Per questo, dicono, sono impegnate in diverse campagne di controinformazione nelle scuole e nelle piazze. Chiedono quindi una scuola che sappia ricostruire e raccontare tutti quei percorsi di liberazione femminile che la storia e i libri di testospesso trascurano o addirittura omettono. Vogliono un femminismo che sappia rifiutare ogni delega e sia reale partecipazione attiva e consapevole delle donne in ogni contesto sociale perché una società in cui le donne siano protagoniste non è solo possibile, ma necessaria per il bene di tutte e tutti. E’ proprio la violenza maschile sulle donne uno degli argomenti principali delle loro campagne, spesso portate avanti a fianco di chi opera nei centri antiviolenza, come nella partecipata assemblea che si è tenuta al Liceo scientifico Righi la scorsa settimana, cui hanno partecipato le avvocate impegnate nei centri.

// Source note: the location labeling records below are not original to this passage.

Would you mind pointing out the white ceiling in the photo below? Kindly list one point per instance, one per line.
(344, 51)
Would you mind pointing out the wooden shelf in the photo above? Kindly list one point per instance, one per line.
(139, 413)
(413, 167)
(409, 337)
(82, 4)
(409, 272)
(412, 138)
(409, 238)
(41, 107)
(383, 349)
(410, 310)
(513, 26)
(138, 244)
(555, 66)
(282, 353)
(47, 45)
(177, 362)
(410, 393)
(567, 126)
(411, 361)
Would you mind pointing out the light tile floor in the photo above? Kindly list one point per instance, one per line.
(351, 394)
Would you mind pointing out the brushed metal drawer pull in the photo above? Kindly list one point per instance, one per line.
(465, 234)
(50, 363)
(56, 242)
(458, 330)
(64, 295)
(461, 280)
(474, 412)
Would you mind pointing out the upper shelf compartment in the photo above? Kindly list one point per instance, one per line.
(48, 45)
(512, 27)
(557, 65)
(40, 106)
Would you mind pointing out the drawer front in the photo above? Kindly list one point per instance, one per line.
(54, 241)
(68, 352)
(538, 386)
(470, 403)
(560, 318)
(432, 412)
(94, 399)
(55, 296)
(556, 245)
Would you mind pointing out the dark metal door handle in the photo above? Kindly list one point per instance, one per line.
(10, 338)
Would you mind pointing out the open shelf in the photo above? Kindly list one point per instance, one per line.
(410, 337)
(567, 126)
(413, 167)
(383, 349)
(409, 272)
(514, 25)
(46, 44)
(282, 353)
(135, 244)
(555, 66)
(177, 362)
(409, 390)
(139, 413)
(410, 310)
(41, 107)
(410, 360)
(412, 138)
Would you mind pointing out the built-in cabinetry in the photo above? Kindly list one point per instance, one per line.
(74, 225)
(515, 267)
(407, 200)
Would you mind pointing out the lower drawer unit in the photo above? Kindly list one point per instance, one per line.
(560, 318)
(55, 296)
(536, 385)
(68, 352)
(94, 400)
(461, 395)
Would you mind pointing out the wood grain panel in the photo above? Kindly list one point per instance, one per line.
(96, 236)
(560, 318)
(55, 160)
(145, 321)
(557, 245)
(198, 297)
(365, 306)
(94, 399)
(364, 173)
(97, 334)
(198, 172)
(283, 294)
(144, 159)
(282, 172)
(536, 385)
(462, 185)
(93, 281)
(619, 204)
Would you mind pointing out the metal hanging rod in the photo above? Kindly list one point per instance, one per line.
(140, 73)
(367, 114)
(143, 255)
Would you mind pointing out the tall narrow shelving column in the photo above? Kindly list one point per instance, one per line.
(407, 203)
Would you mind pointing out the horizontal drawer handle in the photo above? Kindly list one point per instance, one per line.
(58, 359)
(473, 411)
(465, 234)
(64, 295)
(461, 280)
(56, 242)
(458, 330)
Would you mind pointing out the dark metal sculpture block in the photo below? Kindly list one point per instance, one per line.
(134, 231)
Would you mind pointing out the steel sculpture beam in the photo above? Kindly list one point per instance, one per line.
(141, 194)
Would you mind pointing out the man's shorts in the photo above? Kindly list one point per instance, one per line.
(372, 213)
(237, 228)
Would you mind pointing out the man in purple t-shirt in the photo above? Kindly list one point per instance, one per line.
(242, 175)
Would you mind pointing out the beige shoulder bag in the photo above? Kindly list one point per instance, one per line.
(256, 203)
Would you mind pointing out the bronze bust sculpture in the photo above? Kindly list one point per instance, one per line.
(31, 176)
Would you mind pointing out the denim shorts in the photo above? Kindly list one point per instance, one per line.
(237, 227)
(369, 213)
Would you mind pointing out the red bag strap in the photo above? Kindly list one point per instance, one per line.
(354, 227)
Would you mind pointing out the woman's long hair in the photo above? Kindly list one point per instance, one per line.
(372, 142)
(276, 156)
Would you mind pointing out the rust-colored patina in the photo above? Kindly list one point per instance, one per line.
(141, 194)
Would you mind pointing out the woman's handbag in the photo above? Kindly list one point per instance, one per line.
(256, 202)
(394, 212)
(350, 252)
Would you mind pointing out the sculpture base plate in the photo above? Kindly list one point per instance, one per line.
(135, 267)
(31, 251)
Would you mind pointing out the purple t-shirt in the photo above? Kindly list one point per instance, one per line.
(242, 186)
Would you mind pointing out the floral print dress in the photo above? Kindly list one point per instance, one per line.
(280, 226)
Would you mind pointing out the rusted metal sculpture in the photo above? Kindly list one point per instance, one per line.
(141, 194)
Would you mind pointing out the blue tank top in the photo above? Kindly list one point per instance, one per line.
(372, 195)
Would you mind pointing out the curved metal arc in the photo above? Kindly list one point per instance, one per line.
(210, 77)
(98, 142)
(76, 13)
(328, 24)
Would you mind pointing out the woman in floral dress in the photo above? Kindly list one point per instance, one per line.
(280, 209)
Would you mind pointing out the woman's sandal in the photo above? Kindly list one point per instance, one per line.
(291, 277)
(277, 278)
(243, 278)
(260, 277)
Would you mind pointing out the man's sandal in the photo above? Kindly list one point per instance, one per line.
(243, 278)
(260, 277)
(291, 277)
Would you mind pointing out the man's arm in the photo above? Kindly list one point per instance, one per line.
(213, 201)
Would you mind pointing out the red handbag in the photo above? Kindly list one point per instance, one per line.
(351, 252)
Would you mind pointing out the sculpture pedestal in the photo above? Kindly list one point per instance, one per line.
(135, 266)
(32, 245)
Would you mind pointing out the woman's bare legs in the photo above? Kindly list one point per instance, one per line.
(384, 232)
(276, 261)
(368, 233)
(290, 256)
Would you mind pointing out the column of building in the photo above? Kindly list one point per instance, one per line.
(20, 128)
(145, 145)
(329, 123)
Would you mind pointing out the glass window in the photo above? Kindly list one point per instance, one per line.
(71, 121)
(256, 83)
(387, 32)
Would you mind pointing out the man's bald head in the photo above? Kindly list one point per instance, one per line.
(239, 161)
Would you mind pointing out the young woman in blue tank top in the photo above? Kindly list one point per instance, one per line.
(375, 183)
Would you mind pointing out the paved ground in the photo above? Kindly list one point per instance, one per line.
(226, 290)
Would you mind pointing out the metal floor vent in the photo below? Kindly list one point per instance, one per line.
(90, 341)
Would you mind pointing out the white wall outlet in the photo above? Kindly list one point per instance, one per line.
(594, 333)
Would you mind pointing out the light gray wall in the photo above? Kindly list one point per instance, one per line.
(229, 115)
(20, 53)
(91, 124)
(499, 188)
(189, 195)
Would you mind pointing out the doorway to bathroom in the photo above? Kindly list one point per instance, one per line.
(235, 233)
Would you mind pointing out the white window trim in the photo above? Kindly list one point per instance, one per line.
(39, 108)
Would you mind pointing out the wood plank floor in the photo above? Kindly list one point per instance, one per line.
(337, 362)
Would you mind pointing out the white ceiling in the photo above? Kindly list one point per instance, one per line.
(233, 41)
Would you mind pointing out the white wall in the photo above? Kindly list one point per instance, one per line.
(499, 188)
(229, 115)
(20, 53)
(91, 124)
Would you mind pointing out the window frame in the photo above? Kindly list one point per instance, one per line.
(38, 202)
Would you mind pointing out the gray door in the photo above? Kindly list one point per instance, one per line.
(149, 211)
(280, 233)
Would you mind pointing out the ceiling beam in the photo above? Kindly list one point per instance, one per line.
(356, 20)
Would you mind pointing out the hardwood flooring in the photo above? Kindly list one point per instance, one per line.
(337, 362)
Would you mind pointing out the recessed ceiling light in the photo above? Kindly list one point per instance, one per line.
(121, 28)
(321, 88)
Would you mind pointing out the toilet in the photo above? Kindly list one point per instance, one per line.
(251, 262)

Attualmente sentono forte la necessità di essere al fianco delle donne e dei giovani migranti, e si sono unite all’assemblea giovanile e antirazzista e contro ogni discriminazione, con la quale sono scese in piazza con un unico striscione: “Per una scuola libera, solidale e aperta al mondo”.
Se avete voglia di ascoltare il grido di battaglia di Towanda, non vi rimane che entrare nell’Onda, o cercarle su studentessetowanda.splinder.com.